Abstract
Mature T/NK-cell lymphomas comprise a subset of aggressive non-Hodgkin lymphomas. Some of these subtypes are known to express CD30, including systemic anaplastic large cell lymphoma (sALCL) where CD30 expression is pathognomonic. Few advances have occurred in the frontline treatment of sALCL and other T-cell lymphomas over the past 30 years, with treatment typically consisting of anthracycline-containing regimens such as CHOP. Overall outcomes with frontline therapy are poor, with a complete remission (CR) rate of 39–53% (Reimer 2009; D’Amore 2012) and a 5-year overall survival rate of 12–49%, depending on subtype (Vose 2008). Brentuximab vedotin (ADCETRIS®) is an antibody-drug conjugate comprising the antibody cAC10, specific for human CD30, covalently attached to the microtubule-disrupting agent monomethyl auristatin E (MMAE) via a protease-cleavable linker. Efficacy was demonstrated in a pivotal phase 2 study of relapsed sALCL pts, where an objective response rate (ORR) of 86% and a CR rate of 57% were observed (Pro 2012).

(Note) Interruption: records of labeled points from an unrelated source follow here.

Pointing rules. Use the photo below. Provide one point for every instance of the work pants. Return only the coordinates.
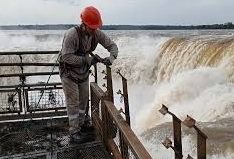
(76, 99)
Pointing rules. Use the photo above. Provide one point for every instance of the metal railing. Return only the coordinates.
(113, 128)
(190, 123)
(30, 100)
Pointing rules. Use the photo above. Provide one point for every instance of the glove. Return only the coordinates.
(107, 61)
(96, 59)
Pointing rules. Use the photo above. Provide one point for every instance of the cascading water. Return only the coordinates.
(191, 72)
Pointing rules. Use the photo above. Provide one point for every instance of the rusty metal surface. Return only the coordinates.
(28, 52)
(131, 139)
(45, 139)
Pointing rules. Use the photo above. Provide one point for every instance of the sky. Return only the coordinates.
(132, 12)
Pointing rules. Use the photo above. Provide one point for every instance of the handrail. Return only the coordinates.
(27, 52)
(32, 85)
(29, 64)
(29, 74)
(130, 137)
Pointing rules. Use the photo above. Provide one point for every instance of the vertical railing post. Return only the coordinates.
(201, 137)
(126, 103)
(125, 96)
(176, 132)
(95, 72)
(109, 84)
(177, 136)
(201, 144)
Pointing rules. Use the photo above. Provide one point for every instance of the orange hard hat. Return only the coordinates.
(91, 17)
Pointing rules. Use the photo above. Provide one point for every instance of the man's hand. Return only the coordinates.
(107, 61)
(96, 59)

A total of 39 pts were enrolled in this phase 1, open-label study designed to assess the safety and efficacy of brentuximab vedotin administered sequentially with standard-dose CHOP or in combination with CHP (CHOP without vincristine) (A+CHP) for the frontline treatment of sALCL and other CD30+ mature T/NK-cell lymphomas (ClinicalTrials.gov NCT01309789). ALK+ sALCL pts were required to have an IPI score ≥2. Pts in Arm 1 received sequential treatment (q3wk): 2 cycles of 1.8 mg/kg brentuximab vedotin followed by 6 cycles of CHOP. Arm 2 was designed to determine the recommended dose of brentuximab vedotin in A+CHP to be evaluated in Arm 3 (6 cycles q3wk). Responders were eligible to receive single-agent brentuximab vedotin (1.8 mg/kg q3wk) for 8–10 additional cycles (16 total cycles) in all 3 arms.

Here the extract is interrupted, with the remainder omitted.